PrintEasy Raspberry Vegan Thumbprint Cookies
- Prep Time: 15
- Cook Time: 11
- Total Time: 26 minutes
- Yield: 16 1x
- Category: Dessert
- Method: Baking
- Cuisine: American
- Diet: Vegan
Description
These raspberry vegan thumbprint cookies tastes identical to the classic holiday cookie yet are entirely vegan, dairy free, eggless, and can be gluten free! So easy and quick to make, these will be your new favorite Christmas cookie!
Ingredients
- 1/2 cup vegan butter, softened to room temperature
- 1/2 cup sugar or coconut sugar*
- 1/3 cup unsweetened applesauce
- 1 tsp vanilla extract
- 1/2 tsp almond extract (optional, omit if nut-free)
- 1 cup almond flour*
- 1 cup all purpose flour or gluten free 1:1 baking flour*
- 1/3 cup raspberry jam (or other fruit flavored jam)
Simple glaze:
- 1 cup powdered sugar
- 2 tbsp dairy free milk
Instructions
- Preheat the oven to 350F and line a large baking sheet with parchment paper.
- In a large bowl, cream together the vegan butter and sugar with a hand mixer or stand mixer.
- Once the sugar is slightly dissolved into the vegan butter, add in the applesauce, vanilla extract and almond extract if desired. Beat again until incorporated.
- Sift in the almond flour and flour, and use a rubber spatula to gently fold the flours into the creamed butter. This will take about 3-4 minutes to fully incorporate.
- Once the dough is made, use a medium cookie scoop and scoop the dough into a ball. Roll it between your palms to form a smooth ball. Then place your thumb and gently press it into the middle of the cookie to create an indent. Gently work your thumb around the edges, creating a larger indent in the cookie that is more round. Use your pointer finger to smooth any cracks on the edges. Place the cookie onto the cookie sheet and repeat until there is no more dough. You should get about 16 cookies.

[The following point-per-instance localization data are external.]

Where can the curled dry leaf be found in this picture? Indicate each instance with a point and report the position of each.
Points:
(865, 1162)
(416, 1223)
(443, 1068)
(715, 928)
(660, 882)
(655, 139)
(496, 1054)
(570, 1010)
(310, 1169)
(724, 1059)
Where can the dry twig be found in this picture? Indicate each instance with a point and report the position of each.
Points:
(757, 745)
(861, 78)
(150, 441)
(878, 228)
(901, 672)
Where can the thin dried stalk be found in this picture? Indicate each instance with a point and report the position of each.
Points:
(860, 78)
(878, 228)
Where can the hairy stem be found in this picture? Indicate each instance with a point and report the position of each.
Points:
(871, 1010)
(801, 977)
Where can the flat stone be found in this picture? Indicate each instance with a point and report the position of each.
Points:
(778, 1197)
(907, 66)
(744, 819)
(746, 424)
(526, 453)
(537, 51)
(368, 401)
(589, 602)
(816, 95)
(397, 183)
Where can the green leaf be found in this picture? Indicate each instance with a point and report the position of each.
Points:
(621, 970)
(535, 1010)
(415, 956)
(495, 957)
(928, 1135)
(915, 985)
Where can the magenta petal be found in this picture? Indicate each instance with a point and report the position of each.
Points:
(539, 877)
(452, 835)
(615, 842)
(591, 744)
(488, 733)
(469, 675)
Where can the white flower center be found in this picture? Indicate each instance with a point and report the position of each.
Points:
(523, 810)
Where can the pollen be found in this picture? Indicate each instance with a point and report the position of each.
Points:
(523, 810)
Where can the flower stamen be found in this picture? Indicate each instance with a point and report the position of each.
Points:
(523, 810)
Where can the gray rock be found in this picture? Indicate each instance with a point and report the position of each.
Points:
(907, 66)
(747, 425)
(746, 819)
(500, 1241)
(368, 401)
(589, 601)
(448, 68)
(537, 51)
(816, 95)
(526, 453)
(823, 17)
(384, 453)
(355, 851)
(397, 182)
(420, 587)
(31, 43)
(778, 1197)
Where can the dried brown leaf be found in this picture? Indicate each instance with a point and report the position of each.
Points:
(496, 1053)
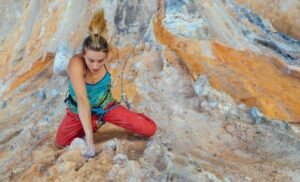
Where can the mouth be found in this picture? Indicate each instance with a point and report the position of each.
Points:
(94, 70)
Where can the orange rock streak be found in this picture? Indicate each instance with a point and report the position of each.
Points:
(255, 80)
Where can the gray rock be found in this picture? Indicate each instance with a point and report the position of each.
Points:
(62, 58)
(120, 159)
(256, 115)
(3, 104)
(42, 95)
(111, 145)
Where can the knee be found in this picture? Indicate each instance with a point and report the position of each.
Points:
(151, 129)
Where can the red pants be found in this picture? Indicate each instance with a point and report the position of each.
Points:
(71, 126)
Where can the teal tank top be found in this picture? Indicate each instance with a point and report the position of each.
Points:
(99, 94)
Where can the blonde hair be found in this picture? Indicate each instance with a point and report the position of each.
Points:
(95, 41)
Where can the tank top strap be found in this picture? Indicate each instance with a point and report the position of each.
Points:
(106, 68)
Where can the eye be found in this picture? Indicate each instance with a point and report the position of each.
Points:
(100, 61)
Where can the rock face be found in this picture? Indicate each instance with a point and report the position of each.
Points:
(222, 84)
(282, 14)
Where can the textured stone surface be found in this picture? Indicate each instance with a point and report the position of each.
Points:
(221, 84)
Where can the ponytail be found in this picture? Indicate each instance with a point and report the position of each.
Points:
(95, 41)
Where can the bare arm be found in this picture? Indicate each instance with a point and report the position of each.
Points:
(76, 74)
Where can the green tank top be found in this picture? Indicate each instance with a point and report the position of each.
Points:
(99, 94)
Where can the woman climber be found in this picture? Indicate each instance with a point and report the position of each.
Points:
(90, 99)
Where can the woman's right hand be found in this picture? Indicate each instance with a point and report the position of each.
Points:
(90, 151)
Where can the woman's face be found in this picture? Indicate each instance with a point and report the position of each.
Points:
(94, 60)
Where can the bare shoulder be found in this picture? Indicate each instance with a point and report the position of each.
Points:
(76, 64)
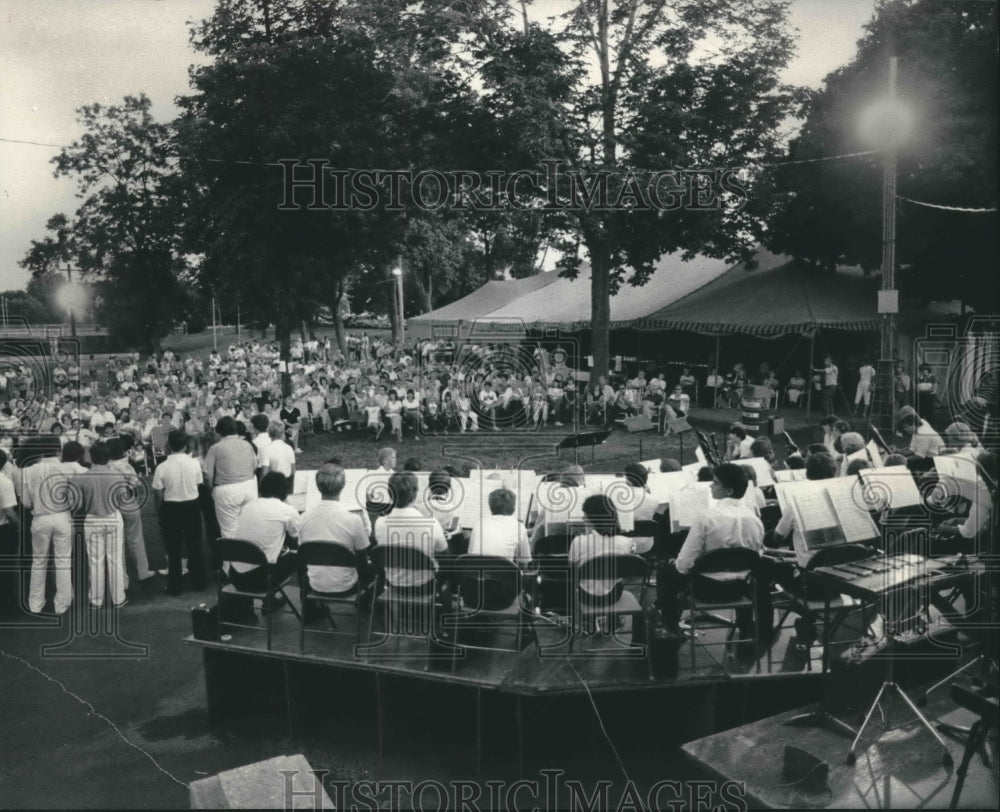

- Place the cookies into the fridge to chill for 10 minutes. Once chilled, remove from the fridge and fill each cookie with about 1 teaspoon of raspberry jam.
- Next, place the cookie sheet into the oven and bake the cookies for 11 minutes or until the edges are just beginning to turn lightly golden.
- Remove from the oven and allow the cookies to set for 15-20 minutes. Once the cookies have fully cooled, you can drizzle over the simple glaze onto each cookie.
- To make the glaze, simply mix together the powdered sugar and dairy free milk until there are no more clumps of powdered sugar. Drizzle onto each cookie and enjoy!
- Store in an airtight container for up to a week at room temperature or in the freezer for up to 3 months.
Notes
*Sugar: coconut sugar will make these cookies more tan in color, but still delicious!
*Almond flour: if you are nut-free, swap in gluten free 1:1 baking flour or all purpose flour here at the same ratio.
Nutrition
- Serving Size: 1 cookie with jam, no glaze
- Calories: 153
- Sugar: 10 g
- Sodium: 3.4 mg
- Fat: 5.9 g
- Saturated Fat: 3.6 g
- Carbohydrates: 23.4 g
- Fiber: 0.6 g
- Protein: 1.7 g
- Cholesterol: 15.3 mg
Lovely recipe! My mom adored them (as did I haha). I tried it with three different jams: black currant, raspberry, and three citrus. I must say that the classic raspberry was my favorite! 💕
Oh that is just WONDERFUL!!! I love all of the uses of jam too!! I have to try it with black currant, that does sound really good though!! Thank you so much for trying them!
These were an absolute HOME RUN in my house! Everyone raved about them! Love the soft cookie base with the sweet jam inside – it’s a perfect balance. Highly recommend these for any holiday celebration (or anytime really haha!)
AW my goodness!! This is the best! Aw I’m so happy to hear it! Enjoy!
So good! Made these with monk fruit sweetener and gluten free flour, and they came out perfect. Thank you!
That’s awesome!! I’m so happy to hear it! Enjoy!
Can I make the dough and freeze it so I don’t have to make all the cookies on one day?
Hi Heather! Yes you can! I would freeze it as cookie dough balls though- it will be easier than waiting for cookie dough to thaw in order to scoop!